Minford Local Schools is highlighting Centegix CrisisAlert on its homepage as a school-safety update for staff, families and visitors. The district’s public notice centers on a badge-based system designed to speed emergency response.
According to the district’s description, the system lets staff request immediate assistance, share precise location information and trigger a districtwide lockdown notification. CENTEGIX describes CrisisAlert as a wearable panic-button platform that can alert administrators and first responders while helping identify where help is needed.

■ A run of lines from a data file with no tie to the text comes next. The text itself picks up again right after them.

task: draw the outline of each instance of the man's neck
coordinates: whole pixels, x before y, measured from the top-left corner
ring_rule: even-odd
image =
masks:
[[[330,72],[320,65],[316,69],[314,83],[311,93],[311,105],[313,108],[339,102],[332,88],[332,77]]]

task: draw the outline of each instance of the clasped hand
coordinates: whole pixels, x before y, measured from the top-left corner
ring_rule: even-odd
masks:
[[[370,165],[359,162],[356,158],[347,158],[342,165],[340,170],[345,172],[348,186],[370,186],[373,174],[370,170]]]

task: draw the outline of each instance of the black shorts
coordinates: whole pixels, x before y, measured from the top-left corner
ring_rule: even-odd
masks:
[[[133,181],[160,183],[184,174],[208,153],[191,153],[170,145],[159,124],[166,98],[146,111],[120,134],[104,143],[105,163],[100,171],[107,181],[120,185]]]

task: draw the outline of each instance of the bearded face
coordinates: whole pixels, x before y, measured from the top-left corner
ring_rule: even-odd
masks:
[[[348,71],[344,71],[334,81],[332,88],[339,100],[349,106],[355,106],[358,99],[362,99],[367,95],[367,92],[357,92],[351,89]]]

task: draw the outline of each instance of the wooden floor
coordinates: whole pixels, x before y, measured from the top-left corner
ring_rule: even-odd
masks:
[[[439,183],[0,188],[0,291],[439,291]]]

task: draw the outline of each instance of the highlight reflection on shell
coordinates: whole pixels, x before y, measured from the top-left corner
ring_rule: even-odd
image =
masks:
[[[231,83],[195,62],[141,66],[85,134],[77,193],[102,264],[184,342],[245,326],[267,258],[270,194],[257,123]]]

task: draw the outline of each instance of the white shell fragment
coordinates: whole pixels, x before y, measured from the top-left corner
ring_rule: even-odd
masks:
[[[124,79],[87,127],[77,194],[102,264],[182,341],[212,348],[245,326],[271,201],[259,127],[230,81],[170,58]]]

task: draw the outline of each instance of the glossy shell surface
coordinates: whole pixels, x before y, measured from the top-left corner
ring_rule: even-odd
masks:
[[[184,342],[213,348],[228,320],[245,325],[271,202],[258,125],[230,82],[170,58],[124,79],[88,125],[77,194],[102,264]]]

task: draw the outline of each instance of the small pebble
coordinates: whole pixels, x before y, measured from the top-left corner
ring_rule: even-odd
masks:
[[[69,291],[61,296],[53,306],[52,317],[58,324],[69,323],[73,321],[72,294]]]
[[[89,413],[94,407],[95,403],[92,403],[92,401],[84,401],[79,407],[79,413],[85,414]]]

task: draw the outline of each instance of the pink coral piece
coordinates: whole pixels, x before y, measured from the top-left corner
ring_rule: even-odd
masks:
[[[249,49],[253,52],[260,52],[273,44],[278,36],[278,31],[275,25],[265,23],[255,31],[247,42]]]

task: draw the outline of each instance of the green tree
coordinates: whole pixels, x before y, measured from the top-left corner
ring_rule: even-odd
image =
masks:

Why that matters in Minford
This should be read as a response and notification tool, not as a claim that violence can be prevented. The practical idea is to help adults in the building call for help faster and give responders better location information when seconds matter.
For parents, the notice shows the district is emphasizing another layer of emergency planning before the next school year. For staff, the badge system is meant to make it easier to summon help without relying on a phone or leaving a classroom, hallway or other assigned area.
NCES identifies Minford Local as an open regular local school district in Scioto County with three schools and 1,143 students. That makes any safety change a day-to-day issue for a relatively small district, where training, visitor routines and emergency drills can affect a large share of the school community.
The public notice reviewed for this story does not include a detailed rollout memo or a building-by-building implementation timeline. For now, the district’s message is straightforward: it is putting more public attention on emergency response procedures ahead of the upcoming school year.